December 18, 2014 12:34 am | Updated November 17, 2021 02:12 am IST

The world saw terrorism’s darkest face on Tuesday. The cold-blooded >killing of 132 students and nine staff members in a school in Peshawar has left the entire world shaken at the terrorists’ determination to find ever softer targets and notch up higher levels of brutality. There could not have been a more vulnerable place than a school, or more defenceless targets than children. Yet, even in a place used to terrorist acts, even after the >Taliban targeted a 15-year-old girl called Malala Yusufzai two years ago, if parents continued to send their children to school, it was because they thought terrorism had already plumbed such depths that nothing worse could happen. They were proved tragically wrong. Going by the accounts of those who were inside and fortunate to live to tell the tale, the six men who entered the school were merciless, going from classroom to classroom hunting for those still alive. The Tehreek-e-Taliban Pakistan have claimed responsibility for the act, describing it as revenge for the Pakistan Army operation against them in North Waziristan and other parts of the north-western frontier region. The bombing campaigns by the Pakistan military in those regions had claimed civilian lives, and the Taliban have said they carried out the school bloodbath because they want the Army to feel the same pain. The Pakistani Taliban are evidently hoping to bring public pressure on the Army to call off operation Zarb-e-Azb entirely.

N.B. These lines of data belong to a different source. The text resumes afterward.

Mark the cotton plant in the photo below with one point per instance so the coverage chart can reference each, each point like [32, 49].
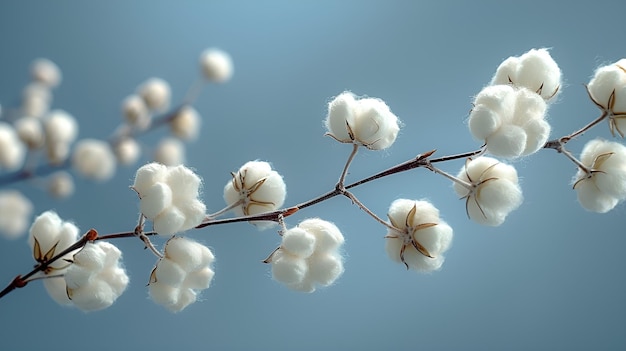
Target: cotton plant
[418, 237]
[169, 197]
[309, 256]
[601, 184]
[184, 271]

Pakistan’s response to this outrage will be crucial to its own future, and to the peace and stability of the region. After an all-party meeting, Prime Minister Nawaz Sharif said that the military operation would go on until the last terrorist was eliminated. Army chief General Raheel Sharif has also stood firm. But it will take more than a drive against a select group of militants to root out terrorism. Decades of active encouragement by the Pakistani state and its security establishment to terrorism aimed at Afghanistan and India have engendered a high level of tolerance within sections of the Pakistani military, polity and society for such non-state actors. Only those with blinkers would believe that there are “good” and “bad” Taliban, that it is all right for the Lashkar-e-Taiba to run free and recruit for jihadi missions in India but it is unacceptable for Taliban to strike inside Pakistan. Lifting a moratorium on hangings, as Prime Minister Sharif has announced, is not going to stop terrorists. Unless the change comes in what Pakistan describes as its “national ideology”, in effect a fusion of religion with national security, militancy will continue to haunt the country. The widespread revulsion over the school massacre provides an opportunity to craft a new ideology that does not confuse terrorists with instruments of national security.